Breitbart is correct in the sense that undercover, hidden camera gotcha's have been used for many years by the mainstream media, although I'd argue the technique is not used very often. In fact, it's quite rare. And yes, NBC's To Catch A Predator is probably the most famous example of the hidden camera premise, as the show famously invites adult men to meet who they think are underage girls at their homes only to discover the cameras, and the cops, are waiting for them.
Another memorable instance of the technique was when ABC News went undercover, with cameras, at the Food Lion groceries chain to investigate whether it was selling unhealthy meat. (Food Lion sued ABC News for fraud and won, but was awarded a settlement of just $2.)
The point is, mainstream news organizations have usually opted for hidden camera gotcha's, complete with elaborate schemes and phony identities, in order to try to prove, for instance, that consumers were being sold tainted meat, or that sexual predators are arranging illicit encounters with underage girls.
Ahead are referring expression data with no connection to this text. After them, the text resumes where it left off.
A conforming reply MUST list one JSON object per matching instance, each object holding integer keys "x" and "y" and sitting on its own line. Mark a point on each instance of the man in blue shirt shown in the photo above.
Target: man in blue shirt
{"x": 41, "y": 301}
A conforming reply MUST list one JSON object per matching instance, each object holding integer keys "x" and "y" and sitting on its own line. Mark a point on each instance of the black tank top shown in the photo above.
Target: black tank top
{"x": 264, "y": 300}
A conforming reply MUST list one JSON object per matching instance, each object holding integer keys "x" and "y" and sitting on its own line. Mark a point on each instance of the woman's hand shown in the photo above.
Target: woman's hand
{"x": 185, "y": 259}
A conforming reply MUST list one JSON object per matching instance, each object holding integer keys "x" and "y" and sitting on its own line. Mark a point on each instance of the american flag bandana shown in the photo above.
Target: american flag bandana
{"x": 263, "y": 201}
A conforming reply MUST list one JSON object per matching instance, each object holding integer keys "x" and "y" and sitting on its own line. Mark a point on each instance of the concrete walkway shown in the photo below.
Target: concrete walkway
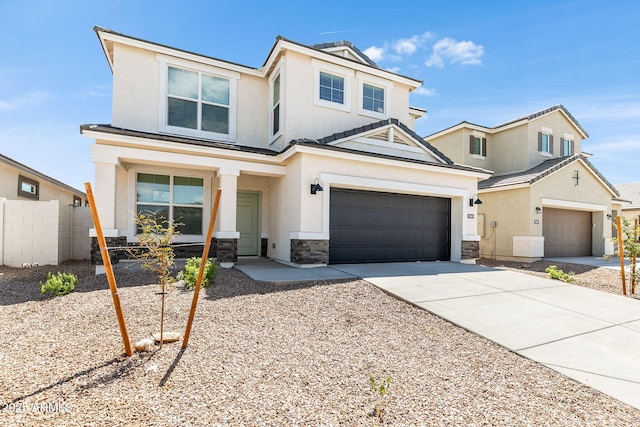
{"x": 590, "y": 336}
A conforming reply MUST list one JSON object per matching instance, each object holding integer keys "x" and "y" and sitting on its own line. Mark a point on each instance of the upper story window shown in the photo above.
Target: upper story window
{"x": 175, "y": 198}
{"x": 545, "y": 143}
{"x": 28, "y": 188}
{"x": 198, "y": 103}
{"x": 275, "y": 106}
{"x": 331, "y": 88}
{"x": 566, "y": 147}
{"x": 477, "y": 146}
{"x": 372, "y": 98}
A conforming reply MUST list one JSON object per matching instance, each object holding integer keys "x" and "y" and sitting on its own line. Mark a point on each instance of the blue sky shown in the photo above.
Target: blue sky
{"x": 484, "y": 62}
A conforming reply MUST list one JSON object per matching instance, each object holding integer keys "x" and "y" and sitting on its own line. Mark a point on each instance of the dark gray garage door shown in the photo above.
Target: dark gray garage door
{"x": 566, "y": 232}
{"x": 367, "y": 226}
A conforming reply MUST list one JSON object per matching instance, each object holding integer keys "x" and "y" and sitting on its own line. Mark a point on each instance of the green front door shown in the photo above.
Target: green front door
{"x": 247, "y": 222}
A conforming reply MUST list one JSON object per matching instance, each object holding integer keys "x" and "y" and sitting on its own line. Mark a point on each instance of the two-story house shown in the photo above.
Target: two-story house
{"x": 314, "y": 152}
{"x": 545, "y": 198}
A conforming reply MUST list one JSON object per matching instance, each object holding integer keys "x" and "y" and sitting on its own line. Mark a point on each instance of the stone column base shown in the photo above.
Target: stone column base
{"x": 305, "y": 252}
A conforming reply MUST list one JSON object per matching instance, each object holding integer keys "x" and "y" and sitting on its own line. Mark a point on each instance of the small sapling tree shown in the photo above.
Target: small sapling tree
{"x": 155, "y": 235}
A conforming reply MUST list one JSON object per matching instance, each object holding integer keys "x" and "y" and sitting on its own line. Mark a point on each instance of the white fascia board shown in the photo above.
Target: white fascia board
{"x": 343, "y": 62}
{"x": 568, "y": 204}
{"x": 105, "y": 36}
{"x": 357, "y": 182}
{"x": 588, "y": 168}
{"x": 463, "y": 125}
{"x": 503, "y": 188}
{"x": 179, "y": 154}
{"x": 378, "y": 160}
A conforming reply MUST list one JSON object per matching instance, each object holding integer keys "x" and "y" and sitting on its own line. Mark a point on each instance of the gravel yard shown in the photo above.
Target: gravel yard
{"x": 262, "y": 355}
Yet to that list Breitbart wants to add taping an NPR fundraiser in order to catch him making critical statements about conservative activists?
One of those things just doesn't belong.
And that's where Breitbart, who clung to the notion on CNN that he's a journalist, plays a dangerous game in his attempt to present O'Keefe's partisan stings as legitimate fact-finding endeavors. Setting up a phony religious organization and arranging meetings with broadcasting executives and taping their conversations doesn't represent journalism in any way, shape or form. Journalism, especially investigative journalism, is practiced for the public good.
Here's what newsroom ethicist Bob Steele wrote in the wake of the Food Lion lawsuit, which prompted debate about the use of undercover cameras [emphasis added]:
To justify deception we must be pursuing exceptionally important information. It must be of vital public interest, such as preventing profound harm to individuals or revealing great system failure.
Sorry, but surreptitiously recording someone (with no connection to the NPR newsroom and who has no input into its editorial content) making lunchtime comments that offend conservatives doesn't represent journalism in the pursuit of important or profound information. It simply represents surreptitiously recording someone making lunchtime comments that offend conservatives.